Por un momento llegamos a creer que, en esta rendición de cuentas, algunas de las medidas que se tramitaron en los diálogos multipartidarios serían incorporadas. Mal o bien, con esas medidas se abrían un discurso y una línea de acción orientados en un sentido diferente. Si antes teníamos dudas sobre la viabilidad de esa propuesta, en la etapa en la que estamos, y con un ministro que ya anunció su fecha de retiro, sin contar los problemas internos que la coalición tiene por estos temas, hoy vemos que este impulso tiene muy pocas chances de prosperar.

La complejidad de las demandas, las iniciativas programáticas de cara a un nuevo ciclo electoral, lo que pueda subsistir como agenda de gobierno, la capacidad de propuesta y de interlocución de las organizaciones sociales y académicas, el impacto de una polarización política que encubre consensos sobre visiones sustantivas (en particular, sobre la centralidad de la Policía y de la cárcel) tendrán en los próximos meses nuevas articulaciones y espacios de posibilidad.
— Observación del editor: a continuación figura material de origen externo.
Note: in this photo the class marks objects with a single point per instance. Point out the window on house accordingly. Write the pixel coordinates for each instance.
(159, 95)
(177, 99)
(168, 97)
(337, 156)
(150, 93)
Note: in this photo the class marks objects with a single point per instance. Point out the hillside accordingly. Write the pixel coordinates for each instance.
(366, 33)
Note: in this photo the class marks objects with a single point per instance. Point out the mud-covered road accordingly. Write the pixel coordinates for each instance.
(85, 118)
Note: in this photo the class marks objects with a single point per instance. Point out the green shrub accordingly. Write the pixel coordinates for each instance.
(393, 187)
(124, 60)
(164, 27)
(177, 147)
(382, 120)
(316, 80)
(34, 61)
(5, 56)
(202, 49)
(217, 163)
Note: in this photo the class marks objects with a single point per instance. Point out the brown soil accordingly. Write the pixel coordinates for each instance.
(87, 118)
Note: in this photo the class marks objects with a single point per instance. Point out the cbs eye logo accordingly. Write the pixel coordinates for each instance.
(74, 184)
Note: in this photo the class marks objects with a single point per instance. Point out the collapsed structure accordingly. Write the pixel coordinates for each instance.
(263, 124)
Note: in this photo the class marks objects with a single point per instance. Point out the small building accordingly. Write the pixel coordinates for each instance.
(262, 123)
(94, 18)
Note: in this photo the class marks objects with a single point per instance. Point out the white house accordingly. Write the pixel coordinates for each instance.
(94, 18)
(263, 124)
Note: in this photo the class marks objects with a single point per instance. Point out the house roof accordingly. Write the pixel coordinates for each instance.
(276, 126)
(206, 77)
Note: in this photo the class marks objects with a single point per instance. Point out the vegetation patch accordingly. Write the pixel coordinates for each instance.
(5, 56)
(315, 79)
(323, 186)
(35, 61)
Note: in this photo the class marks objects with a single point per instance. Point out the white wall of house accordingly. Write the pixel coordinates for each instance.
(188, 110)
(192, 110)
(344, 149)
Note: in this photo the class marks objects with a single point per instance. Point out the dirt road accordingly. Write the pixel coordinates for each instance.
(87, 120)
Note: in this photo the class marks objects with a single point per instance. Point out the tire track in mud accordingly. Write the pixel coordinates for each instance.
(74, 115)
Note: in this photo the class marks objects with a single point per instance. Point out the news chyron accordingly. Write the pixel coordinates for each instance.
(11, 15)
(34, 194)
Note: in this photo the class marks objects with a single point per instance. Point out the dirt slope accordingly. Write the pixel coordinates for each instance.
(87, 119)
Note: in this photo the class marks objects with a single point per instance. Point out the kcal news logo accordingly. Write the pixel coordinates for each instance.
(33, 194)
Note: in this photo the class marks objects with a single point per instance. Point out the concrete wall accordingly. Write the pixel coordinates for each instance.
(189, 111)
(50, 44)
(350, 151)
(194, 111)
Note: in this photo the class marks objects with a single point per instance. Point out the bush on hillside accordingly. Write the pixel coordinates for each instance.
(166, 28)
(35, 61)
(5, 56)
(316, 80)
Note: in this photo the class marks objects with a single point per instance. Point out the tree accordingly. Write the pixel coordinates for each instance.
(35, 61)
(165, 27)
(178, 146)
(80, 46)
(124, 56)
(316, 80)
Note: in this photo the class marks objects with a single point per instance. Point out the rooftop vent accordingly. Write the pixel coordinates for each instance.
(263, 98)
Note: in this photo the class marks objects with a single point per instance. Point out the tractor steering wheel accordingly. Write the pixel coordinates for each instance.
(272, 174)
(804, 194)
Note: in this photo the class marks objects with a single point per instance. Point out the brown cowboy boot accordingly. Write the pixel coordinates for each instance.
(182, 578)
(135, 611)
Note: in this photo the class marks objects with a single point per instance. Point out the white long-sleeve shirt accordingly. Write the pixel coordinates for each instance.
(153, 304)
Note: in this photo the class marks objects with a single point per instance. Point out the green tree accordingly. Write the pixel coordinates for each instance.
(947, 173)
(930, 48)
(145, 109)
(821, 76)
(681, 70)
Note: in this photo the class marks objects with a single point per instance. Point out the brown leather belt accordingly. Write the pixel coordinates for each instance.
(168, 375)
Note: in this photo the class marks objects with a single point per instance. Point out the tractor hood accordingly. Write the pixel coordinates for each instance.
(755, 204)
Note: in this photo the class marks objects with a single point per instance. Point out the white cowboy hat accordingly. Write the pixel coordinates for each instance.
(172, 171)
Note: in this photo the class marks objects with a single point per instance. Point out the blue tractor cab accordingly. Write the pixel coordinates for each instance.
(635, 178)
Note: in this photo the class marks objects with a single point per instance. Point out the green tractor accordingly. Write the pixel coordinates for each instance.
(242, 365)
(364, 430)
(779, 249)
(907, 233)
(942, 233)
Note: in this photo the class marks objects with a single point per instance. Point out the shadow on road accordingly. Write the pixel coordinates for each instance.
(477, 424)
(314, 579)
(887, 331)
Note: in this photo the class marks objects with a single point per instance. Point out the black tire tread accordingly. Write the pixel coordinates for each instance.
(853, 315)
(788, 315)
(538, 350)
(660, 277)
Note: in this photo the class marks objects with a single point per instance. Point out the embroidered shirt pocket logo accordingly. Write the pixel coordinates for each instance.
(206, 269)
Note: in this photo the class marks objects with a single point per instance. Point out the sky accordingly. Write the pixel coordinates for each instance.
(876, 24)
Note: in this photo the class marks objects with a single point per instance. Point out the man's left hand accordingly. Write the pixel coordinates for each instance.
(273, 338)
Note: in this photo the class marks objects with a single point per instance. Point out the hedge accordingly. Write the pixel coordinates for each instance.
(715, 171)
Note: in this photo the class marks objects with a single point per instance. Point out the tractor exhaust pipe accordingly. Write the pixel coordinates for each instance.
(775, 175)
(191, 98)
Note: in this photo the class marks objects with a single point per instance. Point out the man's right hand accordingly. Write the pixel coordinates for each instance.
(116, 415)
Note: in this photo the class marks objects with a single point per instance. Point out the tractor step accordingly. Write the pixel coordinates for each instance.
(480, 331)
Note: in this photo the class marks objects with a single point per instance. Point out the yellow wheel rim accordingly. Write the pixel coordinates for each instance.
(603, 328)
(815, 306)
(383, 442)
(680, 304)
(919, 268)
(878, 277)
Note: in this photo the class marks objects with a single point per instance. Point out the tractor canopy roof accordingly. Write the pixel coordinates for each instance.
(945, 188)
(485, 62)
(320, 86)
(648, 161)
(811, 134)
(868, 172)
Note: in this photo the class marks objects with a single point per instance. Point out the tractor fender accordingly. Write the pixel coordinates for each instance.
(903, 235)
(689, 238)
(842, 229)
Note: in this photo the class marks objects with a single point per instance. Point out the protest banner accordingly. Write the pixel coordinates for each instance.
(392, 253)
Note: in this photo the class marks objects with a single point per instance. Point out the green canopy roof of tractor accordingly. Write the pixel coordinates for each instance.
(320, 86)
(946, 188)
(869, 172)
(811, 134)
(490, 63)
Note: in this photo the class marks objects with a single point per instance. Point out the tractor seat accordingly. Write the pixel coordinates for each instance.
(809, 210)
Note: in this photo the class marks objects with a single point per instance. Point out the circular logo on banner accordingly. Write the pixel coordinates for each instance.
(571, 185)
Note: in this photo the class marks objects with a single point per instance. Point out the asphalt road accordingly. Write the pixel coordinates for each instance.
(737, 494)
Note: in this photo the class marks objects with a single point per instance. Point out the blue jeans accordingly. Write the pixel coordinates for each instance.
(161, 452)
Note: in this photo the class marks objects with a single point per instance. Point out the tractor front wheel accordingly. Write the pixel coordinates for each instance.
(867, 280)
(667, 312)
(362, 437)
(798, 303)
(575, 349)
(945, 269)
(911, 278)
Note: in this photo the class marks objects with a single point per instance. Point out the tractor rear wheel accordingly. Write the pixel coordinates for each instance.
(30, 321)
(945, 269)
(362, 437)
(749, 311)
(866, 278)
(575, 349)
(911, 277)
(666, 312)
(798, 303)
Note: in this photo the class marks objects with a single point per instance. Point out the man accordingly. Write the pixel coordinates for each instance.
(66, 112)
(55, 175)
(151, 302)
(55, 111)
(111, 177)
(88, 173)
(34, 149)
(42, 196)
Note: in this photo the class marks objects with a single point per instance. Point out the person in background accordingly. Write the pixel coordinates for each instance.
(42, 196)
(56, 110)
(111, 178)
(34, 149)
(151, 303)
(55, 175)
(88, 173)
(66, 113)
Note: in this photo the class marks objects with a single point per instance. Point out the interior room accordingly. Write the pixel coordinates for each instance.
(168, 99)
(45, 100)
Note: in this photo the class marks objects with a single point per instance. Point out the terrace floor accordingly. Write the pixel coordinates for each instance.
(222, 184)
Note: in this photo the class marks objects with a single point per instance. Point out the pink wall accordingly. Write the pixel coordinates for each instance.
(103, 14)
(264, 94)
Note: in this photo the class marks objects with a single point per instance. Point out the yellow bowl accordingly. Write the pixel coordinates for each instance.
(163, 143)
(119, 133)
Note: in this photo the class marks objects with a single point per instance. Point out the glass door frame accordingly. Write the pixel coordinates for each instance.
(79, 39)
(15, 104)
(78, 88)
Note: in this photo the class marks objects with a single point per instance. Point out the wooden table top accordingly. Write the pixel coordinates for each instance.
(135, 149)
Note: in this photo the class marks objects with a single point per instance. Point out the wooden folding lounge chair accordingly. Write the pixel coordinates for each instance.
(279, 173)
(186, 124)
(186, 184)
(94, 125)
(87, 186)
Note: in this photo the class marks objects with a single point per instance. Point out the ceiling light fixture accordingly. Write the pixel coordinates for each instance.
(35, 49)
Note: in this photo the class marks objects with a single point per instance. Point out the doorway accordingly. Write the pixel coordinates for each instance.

Todo indica que estamos atrapados en una dinámica de la que no podemos salir. Cada impulso disruptivo es acorralado y reabsorbido. Estos niveles de violencia y criminalidad son producto de condiciones estructurales que no se quieren asumir en su profundidad. Pero, al mismo tiempo, esos niveles de violencia y criminalidad son realidades funcionales a la reproducción de intereses políticos e institucionales que sobredeterminan los procesos de gestión y las narrativas públicas. El drama de la seguridad es, en el fondo, el drama de la propia política.